Vocab

Open models

They're all transformers. Two camps: (1) fine-tune a big pretrained VLM and output actions as discrete text tokens, or (2) smaller transformer from scratch with a diffusion/flow action head. Size range is 27M → 55B.

image.png

Key patterns: the VLM-init approach wins at scale (RT-2 found 5B-from-scratch "very poor"). Action output is the big fork — discrete tokens are simple (just next-token) but coarse; diffusion/flow handles multi-modal continuous distributions better. Training compute is modest by LLM standards — OpenVLA's 21.5k A100-hours is a small finetune, not a pretrain.

Diffusion for robotics

Diffusion policy (Octo, Diffusion Policy paper, Chi et al '23)

Same math as image gen — literally. Just the thing being denoised is a tiny vector instead of a million pixels.

In image gen: start with N(0,I) noise the shape of an image, learn ε_θ(x_noisy, t, cond) to predict the noise, iteratively subtract it → clean image.
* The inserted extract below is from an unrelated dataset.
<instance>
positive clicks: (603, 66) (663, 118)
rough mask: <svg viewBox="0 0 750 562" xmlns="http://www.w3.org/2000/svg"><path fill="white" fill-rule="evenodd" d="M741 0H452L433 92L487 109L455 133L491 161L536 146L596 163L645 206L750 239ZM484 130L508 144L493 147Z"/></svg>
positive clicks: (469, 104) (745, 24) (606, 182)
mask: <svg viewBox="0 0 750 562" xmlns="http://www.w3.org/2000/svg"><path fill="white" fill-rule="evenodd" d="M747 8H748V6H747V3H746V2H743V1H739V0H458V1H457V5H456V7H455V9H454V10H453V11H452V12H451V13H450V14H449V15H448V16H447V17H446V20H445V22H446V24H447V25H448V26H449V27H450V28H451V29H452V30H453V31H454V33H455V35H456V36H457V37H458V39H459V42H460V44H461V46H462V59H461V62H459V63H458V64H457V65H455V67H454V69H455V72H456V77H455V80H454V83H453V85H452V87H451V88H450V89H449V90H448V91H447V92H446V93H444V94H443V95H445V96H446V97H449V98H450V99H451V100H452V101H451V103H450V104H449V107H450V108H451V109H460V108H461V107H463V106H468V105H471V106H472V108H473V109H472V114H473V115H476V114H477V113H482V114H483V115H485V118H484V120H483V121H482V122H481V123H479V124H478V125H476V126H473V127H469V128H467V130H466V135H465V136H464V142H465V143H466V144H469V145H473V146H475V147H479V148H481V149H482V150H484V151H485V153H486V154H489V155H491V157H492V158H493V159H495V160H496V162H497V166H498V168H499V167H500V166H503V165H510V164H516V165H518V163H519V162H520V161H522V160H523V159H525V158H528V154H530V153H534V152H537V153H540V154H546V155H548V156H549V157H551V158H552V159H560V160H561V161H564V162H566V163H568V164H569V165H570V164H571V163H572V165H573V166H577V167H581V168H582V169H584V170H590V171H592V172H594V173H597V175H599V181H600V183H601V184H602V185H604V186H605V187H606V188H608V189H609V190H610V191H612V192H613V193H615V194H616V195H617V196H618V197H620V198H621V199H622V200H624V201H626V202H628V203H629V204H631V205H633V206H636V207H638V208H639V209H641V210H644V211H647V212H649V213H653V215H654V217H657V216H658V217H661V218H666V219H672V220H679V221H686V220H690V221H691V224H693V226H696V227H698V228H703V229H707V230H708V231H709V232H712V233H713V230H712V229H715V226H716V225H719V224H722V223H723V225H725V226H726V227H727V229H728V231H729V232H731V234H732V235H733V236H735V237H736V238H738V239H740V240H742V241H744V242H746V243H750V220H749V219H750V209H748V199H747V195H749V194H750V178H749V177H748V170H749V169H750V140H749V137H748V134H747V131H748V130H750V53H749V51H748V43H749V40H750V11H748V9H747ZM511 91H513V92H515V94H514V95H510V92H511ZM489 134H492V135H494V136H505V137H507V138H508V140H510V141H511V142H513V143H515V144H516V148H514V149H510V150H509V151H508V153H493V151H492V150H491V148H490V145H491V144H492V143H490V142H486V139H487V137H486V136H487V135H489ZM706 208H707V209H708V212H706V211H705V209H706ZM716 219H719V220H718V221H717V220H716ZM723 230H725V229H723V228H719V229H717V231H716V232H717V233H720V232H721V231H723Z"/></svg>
In robotics: start with N(0,I) noise the shape of an action chunk — say [H, 7] for H future timesteps of 7-DOF actions. Same network architecture (usually a small transformer or UNet-1d), conditioned on the observation (image + instruction embedding) instead of a text prompt. Iteratively denoise → a clean action sequence. Send the first few actions to the robot, re-plan.
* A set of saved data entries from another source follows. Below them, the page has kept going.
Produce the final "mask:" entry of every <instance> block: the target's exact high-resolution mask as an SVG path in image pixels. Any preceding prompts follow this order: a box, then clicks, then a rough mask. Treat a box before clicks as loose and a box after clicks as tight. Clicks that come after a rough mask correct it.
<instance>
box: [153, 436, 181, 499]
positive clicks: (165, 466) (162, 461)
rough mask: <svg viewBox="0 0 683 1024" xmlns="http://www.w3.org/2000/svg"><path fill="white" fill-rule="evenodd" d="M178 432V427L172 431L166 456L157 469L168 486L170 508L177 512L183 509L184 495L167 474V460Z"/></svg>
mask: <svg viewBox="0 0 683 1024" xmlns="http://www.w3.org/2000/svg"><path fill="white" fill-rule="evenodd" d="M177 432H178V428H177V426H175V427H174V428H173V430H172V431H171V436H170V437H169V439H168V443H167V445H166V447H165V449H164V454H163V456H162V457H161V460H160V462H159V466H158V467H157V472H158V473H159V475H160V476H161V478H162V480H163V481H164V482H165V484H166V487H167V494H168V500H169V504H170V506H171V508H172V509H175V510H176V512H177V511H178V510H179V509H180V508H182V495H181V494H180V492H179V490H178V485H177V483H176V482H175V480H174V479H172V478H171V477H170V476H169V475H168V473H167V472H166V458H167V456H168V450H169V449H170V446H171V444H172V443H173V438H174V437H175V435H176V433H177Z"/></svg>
Why bother? Action distributions are multi-modal. A brick can be grasped from the left or right — two equally valid answers. MSE regression averages them to "grasp from the middle" which fails. A Gaussian policy (what alwin's path does) is unimodal too. Diffusion happily represents "50% left, 50% right" because it's modeling the full p(action | obs) distribution. Same reason it works for images: "a cat" has many valid pixels.

Flow matching (π₀)

Instead of learning to predict noise at each step, learn a velocity field v_θ(x, t, cond) that transports a sample from noise to data along a straight-ish path. Sample by ODE-integrating dx/dt = v_θ(x, t) from t=0 (noise) to t=1 (action). Same conditioning setup, fewer sampling steps (π₀ uses ~10 vs DDPM's 50-100) → higher control frequency, which matters when the robot needs actions at 50-100Hz.